Mais surtout, et je conclus avec cela, il y a cette belle prière de l’Apocalypse. Une prière qui est tout entière tournée vers l’avenir et qui nous dit là : Nous marchons avec le Seigneur, il est réellement avec nous et nous invoquons constamment sa venue : « L’Esprit et l’Épouse disent : “ Viens !’’ Celui qui entend, qu’il dise : “ Viens !’’ Celui qui a soif, qu’il vienne. Celui qui le désire, qu’il reçoive l’eau de la vie, gratuitement. »

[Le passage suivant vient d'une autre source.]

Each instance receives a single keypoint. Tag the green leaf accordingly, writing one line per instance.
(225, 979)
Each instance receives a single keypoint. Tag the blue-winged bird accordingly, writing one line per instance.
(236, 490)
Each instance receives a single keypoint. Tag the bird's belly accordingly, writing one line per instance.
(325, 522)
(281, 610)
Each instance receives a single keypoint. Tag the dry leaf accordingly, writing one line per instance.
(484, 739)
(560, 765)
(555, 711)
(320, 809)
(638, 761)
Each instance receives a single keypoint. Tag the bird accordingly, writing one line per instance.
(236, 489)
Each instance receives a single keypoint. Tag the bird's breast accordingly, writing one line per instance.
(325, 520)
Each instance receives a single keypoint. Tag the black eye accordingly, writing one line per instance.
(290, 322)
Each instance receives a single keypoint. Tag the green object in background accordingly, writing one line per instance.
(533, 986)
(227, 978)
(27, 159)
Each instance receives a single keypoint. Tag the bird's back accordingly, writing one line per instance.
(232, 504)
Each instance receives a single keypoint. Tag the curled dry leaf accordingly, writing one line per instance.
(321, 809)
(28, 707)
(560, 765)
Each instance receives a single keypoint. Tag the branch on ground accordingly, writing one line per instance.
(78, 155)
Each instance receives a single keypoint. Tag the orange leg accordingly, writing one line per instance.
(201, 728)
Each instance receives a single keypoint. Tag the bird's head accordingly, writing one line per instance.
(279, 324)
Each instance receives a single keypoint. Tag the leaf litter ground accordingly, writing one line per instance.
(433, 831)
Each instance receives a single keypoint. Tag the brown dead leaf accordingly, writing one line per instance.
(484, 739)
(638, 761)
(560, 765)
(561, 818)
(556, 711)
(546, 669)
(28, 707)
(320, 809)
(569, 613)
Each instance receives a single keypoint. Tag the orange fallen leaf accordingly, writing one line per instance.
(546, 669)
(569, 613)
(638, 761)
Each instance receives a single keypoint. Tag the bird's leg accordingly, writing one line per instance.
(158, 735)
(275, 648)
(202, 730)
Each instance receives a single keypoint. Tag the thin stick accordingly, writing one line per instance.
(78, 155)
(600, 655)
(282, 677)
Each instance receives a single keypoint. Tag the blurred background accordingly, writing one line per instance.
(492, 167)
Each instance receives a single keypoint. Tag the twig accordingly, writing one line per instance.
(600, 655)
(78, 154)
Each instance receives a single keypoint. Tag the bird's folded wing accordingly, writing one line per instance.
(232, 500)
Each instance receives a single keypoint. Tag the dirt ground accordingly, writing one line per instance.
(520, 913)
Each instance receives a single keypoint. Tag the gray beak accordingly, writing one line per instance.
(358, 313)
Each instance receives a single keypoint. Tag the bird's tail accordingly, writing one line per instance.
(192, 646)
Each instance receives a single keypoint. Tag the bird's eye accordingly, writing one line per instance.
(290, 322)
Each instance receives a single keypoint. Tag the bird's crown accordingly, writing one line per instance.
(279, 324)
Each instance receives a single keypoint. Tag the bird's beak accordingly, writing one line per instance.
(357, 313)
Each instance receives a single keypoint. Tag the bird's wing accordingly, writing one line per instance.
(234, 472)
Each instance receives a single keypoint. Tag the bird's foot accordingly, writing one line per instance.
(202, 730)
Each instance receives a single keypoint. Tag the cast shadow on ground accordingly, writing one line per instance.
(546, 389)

Notre prière, elle est pour l’unité, notre prière elle est pour le pardon, et finalement notre prière elle est pour l’avènement de la grâce à chaque instant. La venue gratuite du Seigneur dans nos vies, dans la vie de ce monde. Et toute l’Apocalypse porte ce message d’espérance. Elle ne doute pas que le Seigneur n’oubliera pas sa promesse, qu’il l’a accomplie dans la personne du Seigneur Jésus et que si nous lui ouvrons nos cœurs il le fera aussi dans nos existences.

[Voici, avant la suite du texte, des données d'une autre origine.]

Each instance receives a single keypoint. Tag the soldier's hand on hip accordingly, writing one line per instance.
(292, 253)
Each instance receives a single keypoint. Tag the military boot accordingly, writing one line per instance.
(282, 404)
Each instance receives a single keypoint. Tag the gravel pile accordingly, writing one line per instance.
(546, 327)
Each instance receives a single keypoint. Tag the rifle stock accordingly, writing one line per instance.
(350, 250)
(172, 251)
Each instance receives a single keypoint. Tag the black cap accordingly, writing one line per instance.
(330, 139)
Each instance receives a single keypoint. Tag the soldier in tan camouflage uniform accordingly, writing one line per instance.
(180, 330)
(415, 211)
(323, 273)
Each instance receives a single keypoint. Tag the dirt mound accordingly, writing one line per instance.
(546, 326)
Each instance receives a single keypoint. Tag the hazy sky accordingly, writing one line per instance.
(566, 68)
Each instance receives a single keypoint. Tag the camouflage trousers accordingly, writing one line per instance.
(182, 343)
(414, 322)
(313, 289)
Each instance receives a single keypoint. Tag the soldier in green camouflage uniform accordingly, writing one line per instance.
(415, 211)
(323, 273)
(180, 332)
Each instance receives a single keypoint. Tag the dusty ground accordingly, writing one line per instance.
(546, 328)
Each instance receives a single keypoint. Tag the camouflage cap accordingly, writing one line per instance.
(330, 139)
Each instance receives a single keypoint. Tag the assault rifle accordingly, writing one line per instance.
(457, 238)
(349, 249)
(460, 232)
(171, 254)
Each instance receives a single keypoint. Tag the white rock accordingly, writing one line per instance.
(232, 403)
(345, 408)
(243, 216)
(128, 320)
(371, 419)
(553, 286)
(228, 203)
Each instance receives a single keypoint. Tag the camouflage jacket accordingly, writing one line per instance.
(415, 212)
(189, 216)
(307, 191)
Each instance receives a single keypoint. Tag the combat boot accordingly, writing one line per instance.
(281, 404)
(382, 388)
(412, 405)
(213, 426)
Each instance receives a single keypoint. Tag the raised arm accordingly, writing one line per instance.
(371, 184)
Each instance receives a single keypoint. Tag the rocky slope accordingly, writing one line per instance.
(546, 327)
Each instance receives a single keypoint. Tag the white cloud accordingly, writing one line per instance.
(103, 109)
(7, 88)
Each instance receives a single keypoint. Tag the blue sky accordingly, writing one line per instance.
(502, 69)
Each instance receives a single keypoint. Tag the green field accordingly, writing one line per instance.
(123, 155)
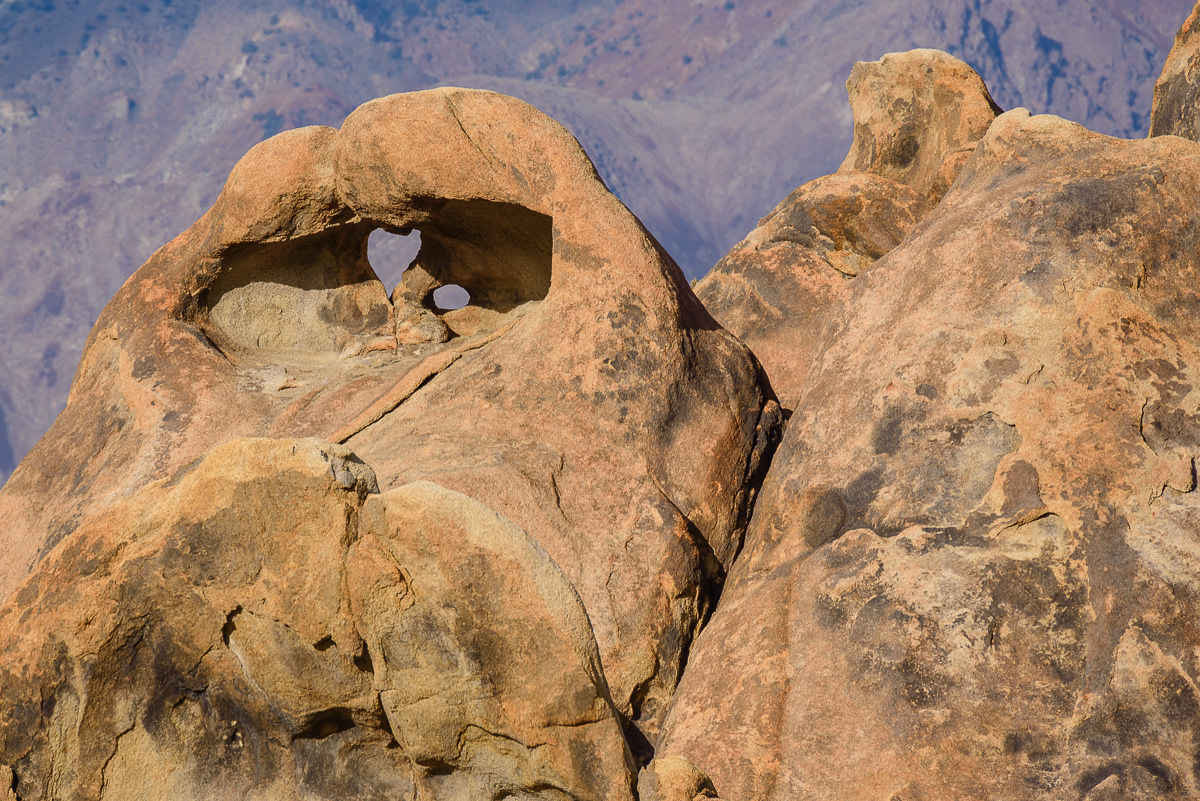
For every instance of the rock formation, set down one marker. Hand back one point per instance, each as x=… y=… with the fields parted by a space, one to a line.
x=293 y=537
x=971 y=571
x=565 y=407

Alors frères et sœurs, pendant ces quelques jours entre Ascension et Pentecôte, ne nous lassons pas d’invoquer l’Esprit ! Je vous suggère deux pistes assez faciles : il y en a une que vous connaissez bien, c’est celle du « Veni creator spiritus », « Viens Esprit créateur », et puis il y a aussi ce très très beau texte du « Veni sancte spiritus », la séquence de Pentecôte que nous chanterons la semaine prochaine : « Viens, Esprit-Saint en nos cœurs, et envoie du haut du ciel un rayon de ta lumière. Viens en nous, père des pauvres, viens, dispensateur des dons, viens, lumière de nos cœurs.…» etc., etc. Une très belle prière, très douce, et comme toutes les invocations à l’Esprit, comme toutes les épiclèses aussi, énergique. Et si nous invoquons l’Esprit et si le Seigneur veut nous le donner et il ne veut que cela, n’oublions pas de lui ouvrir largement les portes de nos cœurs, de notre intelligence et de toute notre vie.